Re: [Gretl-devel] memory with many discrete variables in large (panel) dataset

Thursday, 2 January 2014

Am 02.01.2014 19:14, schrieb Allin Cottrell:
...
 On Wed, 1 Jan 2014, Sven Schreiber wrote:

> I'd like to raise an issue which is probably quite fundamental in terms
> of data handling. I'm currently working on a large panel dataset,
> meaning that gretl occupies more than 600MB of memory with the data
> loaded. In terms of file sizes, the Stata file version occupies 42MB,
> the gretl workfile only about 3.5MB. This shows that gretl stores the
> data very efficiently (by zipping), but OTOH opening and saving takes
> quite some time. Actually it is much faster even in gretl to import the
> Stata file instead of the native gretl file.

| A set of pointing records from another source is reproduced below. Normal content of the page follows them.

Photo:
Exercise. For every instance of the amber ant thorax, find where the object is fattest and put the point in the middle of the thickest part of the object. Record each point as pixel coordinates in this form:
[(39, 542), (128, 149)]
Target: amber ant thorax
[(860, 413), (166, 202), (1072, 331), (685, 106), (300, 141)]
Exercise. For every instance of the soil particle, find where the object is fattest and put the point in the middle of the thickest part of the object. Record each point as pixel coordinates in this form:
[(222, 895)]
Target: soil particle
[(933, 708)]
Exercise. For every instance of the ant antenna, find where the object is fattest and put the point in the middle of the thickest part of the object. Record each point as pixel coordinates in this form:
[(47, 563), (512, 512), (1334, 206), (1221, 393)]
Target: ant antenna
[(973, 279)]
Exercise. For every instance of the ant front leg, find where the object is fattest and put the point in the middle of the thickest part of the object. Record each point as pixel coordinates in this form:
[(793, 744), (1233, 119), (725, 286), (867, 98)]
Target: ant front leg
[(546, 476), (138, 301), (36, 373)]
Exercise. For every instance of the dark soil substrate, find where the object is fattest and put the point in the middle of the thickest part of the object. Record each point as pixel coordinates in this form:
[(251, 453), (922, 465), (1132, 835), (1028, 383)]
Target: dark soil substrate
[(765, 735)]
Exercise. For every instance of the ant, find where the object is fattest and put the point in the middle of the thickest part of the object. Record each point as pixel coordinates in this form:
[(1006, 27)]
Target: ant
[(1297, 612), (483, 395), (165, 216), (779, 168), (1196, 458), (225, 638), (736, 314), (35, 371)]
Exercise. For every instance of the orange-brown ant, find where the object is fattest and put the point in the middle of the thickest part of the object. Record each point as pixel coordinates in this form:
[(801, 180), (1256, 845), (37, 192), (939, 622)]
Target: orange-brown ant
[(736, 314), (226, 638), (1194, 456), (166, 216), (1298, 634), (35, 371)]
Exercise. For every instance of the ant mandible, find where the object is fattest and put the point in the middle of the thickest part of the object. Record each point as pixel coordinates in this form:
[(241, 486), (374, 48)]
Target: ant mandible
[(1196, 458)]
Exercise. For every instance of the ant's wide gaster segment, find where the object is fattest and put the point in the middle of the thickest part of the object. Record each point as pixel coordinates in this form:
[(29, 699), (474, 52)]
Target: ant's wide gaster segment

 I'd like to experiment with this. Can you give a little more detail
 on the characteristics of the data file? That is (roughly) how many
 observations? And how many variables? And what sort of ratio of
 quantitative variables to small-integer coded variables? 
First of all, I just found out that opening and saving the same data is 
much faster if the dataset is left as undated, as opposed to using panel 
index variables. On saving, gretl reports in the pop-up window 177052KB 
in the first case, versus 571712KB in the panel-structured case. Not 
sure if that's expected, the difference seems quite extreme.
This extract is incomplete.